Bug #6220
openstate mismatch with host-initiated traffic matching binat to IP not locally assigned
0%
Description
Replies to traffic initiated from the host itself, translated by binat, to a target IP that isn't locally assigned on the system, results in a state mismatch on reply traffic. Simplified (as much as possible) example.
OS setup:
vtnet0 - 172.30.6.133/24 - acting as WAN vtnet1 - 192.168.1.1/24 - acting as LAN 172.30.6.1 default gateway 172.30.6.88/32 routed to 172.30.6.133 by 6.1
pf.conf:
binat on vtnet0 from 192.168.1.1 to any -> 172.30.6.88 pass out quick from any to any block quick from any to any
Then generate some traffic that matches the binat.
# ping -S 192.168.1.1 172.30.6.1
and you get no reply.
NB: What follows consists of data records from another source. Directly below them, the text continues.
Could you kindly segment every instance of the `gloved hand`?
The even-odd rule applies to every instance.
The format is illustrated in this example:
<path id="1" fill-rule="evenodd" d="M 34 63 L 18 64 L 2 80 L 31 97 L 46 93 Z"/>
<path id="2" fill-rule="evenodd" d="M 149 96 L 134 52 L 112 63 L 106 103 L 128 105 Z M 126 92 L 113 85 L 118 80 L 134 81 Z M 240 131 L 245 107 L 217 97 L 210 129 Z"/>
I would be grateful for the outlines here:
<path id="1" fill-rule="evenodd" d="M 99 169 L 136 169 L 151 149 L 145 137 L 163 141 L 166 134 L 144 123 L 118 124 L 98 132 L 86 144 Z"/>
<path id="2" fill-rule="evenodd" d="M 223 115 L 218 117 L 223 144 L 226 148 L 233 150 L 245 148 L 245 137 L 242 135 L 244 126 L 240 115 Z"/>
Counters show the egress traffic matches the binat and 'pass out' rules, but the replies match the block rule.
# pfctl -vvsn @0(0) binat on vtnet0 inet from 192.168.1.1 to any -> 172.30.6.88 [ Evaluations: 38 Packets: 6 Bytes: 504 States: 1 ] [ Inserted: pid 20547 State Creations: 1 ] # pfctl -vvsr @0(0) pass out quick all flags S/SA keep state [ Evaluations: 45 Packets: 32 Bytes: 2824 States: 4 ] [ Inserted: pid 20547 State Creations: 6 ] @1(0) block drop quick all [ Evaluations: 39 Packets: 39 Bytes: 3609 States: 0 ] [ Inserted: pid 20547 State Creations: 0 ]
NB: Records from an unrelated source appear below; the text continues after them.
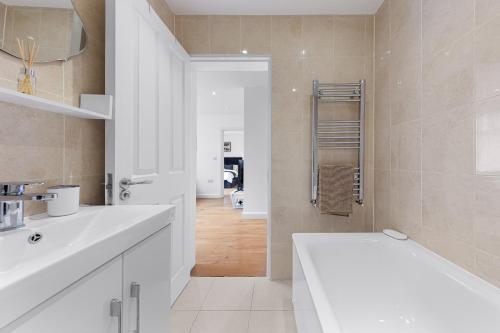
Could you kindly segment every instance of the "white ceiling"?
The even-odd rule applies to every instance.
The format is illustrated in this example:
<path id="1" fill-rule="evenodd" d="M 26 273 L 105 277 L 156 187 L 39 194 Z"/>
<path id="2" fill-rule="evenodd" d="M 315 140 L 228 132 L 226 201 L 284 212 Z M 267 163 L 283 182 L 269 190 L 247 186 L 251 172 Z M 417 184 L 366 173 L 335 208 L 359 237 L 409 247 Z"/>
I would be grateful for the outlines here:
<path id="1" fill-rule="evenodd" d="M 266 72 L 198 72 L 199 114 L 243 114 L 244 88 L 265 86 Z"/>
<path id="2" fill-rule="evenodd" d="M 167 0 L 178 15 L 362 15 L 383 0 Z"/>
The state that's created is correct.
# pfctl -vvss | grep -A 2 icmp vtnet0 icmp 172.30.6.88:51795 (192.168.1.1:51795) -> 172.30.6.1:51795 0:0 age 00:00:03, expires in 00:00:10, 4:4 pkts, 336:336 bytes, rule 0 id: 000000005717dd2c creatorid: 776a8091
If you change the ruleset to allow the reply traffic, you get the first ping response, but nothing subsequent because the ping reply state prevents it from matching the binat state, so subsequent echo requests go out without the binat's translation.
This pf.conf:
binat on vtnet0 from 192.168.1.1 to any -> 172.30.6.88 pass out quick from any to any pass in quick from any to any
With the same ping, you get one reply and nothing further.
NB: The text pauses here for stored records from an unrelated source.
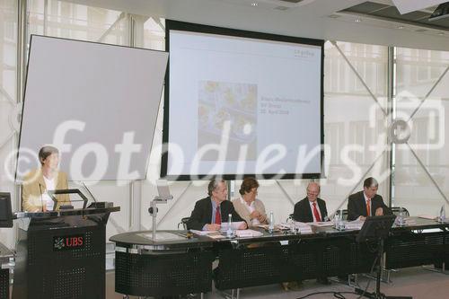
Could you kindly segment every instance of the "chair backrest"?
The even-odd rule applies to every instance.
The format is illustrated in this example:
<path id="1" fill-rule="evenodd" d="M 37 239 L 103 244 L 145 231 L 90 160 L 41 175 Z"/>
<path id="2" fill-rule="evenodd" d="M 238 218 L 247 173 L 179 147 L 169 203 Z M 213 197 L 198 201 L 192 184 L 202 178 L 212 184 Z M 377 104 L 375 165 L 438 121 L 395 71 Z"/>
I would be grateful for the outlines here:
<path id="1" fill-rule="evenodd" d="M 343 212 L 343 220 L 348 220 L 348 210 L 344 209 Z"/>
<path id="2" fill-rule="evenodd" d="M 390 209 L 392 210 L 392 213 L 393 215 L 398 215 L 401 213 L 401 207 L 391 207 Z M 406 217 L 410 216 L 410 213 L 409 213 L 409 211 L 405 207 L 402 207 L 402 213 L 405 215 Z"/>
<path id="3" fill-rule="evenodd" d="M 190 220 L 190 217 L 184 217 L 180 219 L 180 222 L 178 224 L 178 229 L 180 229 L 180 225 L 182 224 L 182 228 L 187 230 L 187 223 Z"/>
# ping -S 192.168.1.1 172.30.6.1 PING 172.30.6.1 (172.30.6.1) from 192.168.1.1: 56 data bytes 64 bytes from 172.30.6.1: icmp_seq=0 ttl=64 time=0.515 ms
# pfctl -vvss | grep -A 2 icmp vtnet0 icmp 172.30.6.88:42562 (192.168.1.1:42562) -> 172.30.6.1:42562 0:0 age 00:00:14, expires in 00:00:00, 1:1 pkts, 84:84 bytes, rule 0 id: 010000005717dbe5 creatorid: 5cdfce54 -- vtnet0 icmp 192.168.1.1:42562 <- 172.30.6.1:42562 0:0 age 00:00:33, expires in 00:00:10, 1:32 pkts, 84:2688 bytes, rule 1 id: 000000005717de2f creatorid: 5cdfce54
The second state shouldn't be there, it should match the first.
Workarounds¶
Two ways I know of to make this not happen.
1) Add an IP alias for the translated IP.
# ifconfig lo0 inet 172.30.6.88/32 alias
It just needs to be defined on the system, doesn't have anything to do with ARP or anything. With the same configs above, it'll work after adding that alias to lo0.
2) Discovered by accident that adding a setkey "none" policy matching the translation IP also makes it work.
# setkey -DP 192.168.1.0/24[any] 192.168.1.0/24[any] any in none created: Apr 20 19:53:07 2016 lastused: Apr 20 20:46:13 2016 lifetime: 9223372036854775807(s) validtime: 0(s) spid=12 seq=9 pid=23348 refcnt=1
I'm pretty sure the problem is in tryforward. It doesn't happen on any pre-2.3 versions.